別名・略称 トニナ,トニナsp,トニナ・フルビアティリス
学名 Syngonanthus anomalus
海外流通名 Syngonanthus sp. "Belem", Syngonanthus macrocaulon
分類 ホシクサ科
分布 南米,アマゾン流域北部
この水草について
最も有名な南米水草で,水草の王様といっていい風格があります.(個人的にエイクホルニア・アズレア,エキノドルス”ホレマニーブロード”,パンタナルレッドピンネイトと並び水草四天王といっていい...って全部南米じゃないか)
本種だけで”トニナの森”とよばれる単一種水草水槽を作る人が続出するほどの魅力があり,栽培が難しめであるにもかかわらず多くのファンがいます.
野生下での生態
低pHのブラックウォーター水域,緩い流れのある小河川に生息します.同じような低pH水域を好むラージマヤカ,エグレリア,スターレンジ,エレオカリスミニマなどと混生します.
私なりの育て方
低pHであること,根を出させてから植え込むことが最も肝心です.根が出ていないようであれば浮かせたりミズゴケの上に並べたりして発根させましょう.テトラpH/KHマイナスでpHを下げています.トニナを育てるぶんには入れすぎるということはあまりないので,こちらでは8Lあたり5mlという暴力的な量を入れています.カルキ抜きだと思えば大した量じゃないでしょう(???の発想)

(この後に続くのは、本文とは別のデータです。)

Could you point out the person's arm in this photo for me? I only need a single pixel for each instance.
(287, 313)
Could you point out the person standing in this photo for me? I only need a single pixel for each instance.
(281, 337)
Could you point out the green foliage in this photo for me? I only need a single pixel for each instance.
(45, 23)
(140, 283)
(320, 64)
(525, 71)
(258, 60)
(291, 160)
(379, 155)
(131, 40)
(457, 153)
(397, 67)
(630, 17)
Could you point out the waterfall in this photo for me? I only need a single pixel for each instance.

濾過力は底面式やコーナーなどの濾過力が低いものでもよく,超栄養系ソイルを使うと立ち上げが楽です.CO2は無くても育つケースがあるようですが,CO2を入れないと一日もたたないうちに明らかに葉色が薄くなるためCO2依存度は高いと思います.そもそもやたら代謝のいい水草なので,成長も肥料吸収もCO2吸収も急激です.

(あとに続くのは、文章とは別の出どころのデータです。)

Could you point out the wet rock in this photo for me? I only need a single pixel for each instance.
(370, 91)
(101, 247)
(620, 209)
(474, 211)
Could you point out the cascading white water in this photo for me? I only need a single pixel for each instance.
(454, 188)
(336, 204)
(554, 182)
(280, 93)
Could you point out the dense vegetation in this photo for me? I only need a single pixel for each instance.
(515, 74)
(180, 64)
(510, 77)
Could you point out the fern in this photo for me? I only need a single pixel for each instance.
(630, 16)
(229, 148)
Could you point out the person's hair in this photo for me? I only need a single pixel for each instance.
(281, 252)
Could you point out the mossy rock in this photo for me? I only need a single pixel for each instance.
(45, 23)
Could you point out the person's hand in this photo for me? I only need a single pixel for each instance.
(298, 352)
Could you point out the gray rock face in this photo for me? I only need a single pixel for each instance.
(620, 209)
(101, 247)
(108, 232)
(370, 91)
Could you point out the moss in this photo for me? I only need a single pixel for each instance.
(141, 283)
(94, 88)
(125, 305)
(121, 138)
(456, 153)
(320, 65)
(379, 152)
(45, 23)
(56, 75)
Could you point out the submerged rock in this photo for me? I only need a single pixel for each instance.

トリミングは下から側芽が伸びてきていることを確認したうえで,側芽を残すように先端を摘み取る方がよいと思います.差し戻しは根が取れてしまうためやめた方がいいです.やるなら根がついた側芽を植え込んだ方がうまくいきます.
水槽以外での楽しみ方
ストック方法として,ミズゴケを敷いた密閉容器に並べておいて光をあてておけば1か月以上保存できます.しかし成長はほぼ止まってしまい,栽培とは程遠いです.
混同されがちな種と見分け方
Syngonanthus macrocaulonはS. anomalusのシノニムになっています.似たものは現状ないのではと思います.

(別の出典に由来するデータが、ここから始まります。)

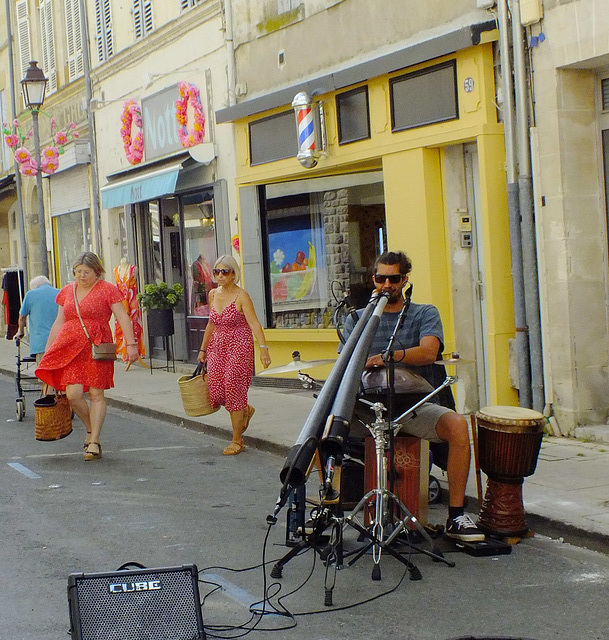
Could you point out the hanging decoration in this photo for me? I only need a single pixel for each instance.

なぜかマナウス産やマデイラ産のものがS. inundatusとアクアリウム業界では扱われがちですが,S. inundatusはS. appressusのシノニムですし,茎は太くまっすぐ伸びるタイプです.アクアリウムで流通するものだと,ペドラスターの細い方やオンダスIIの類でしょう.この類も面白い水生種をいくつか含むので,まだまだ探す余地のある水草と言っていいでしょう.南米水草はだいたい出尽くしているといってもいいくらいですますが,ホシクサやカヤツリグサにはまだまだ未知のものが沢山あります.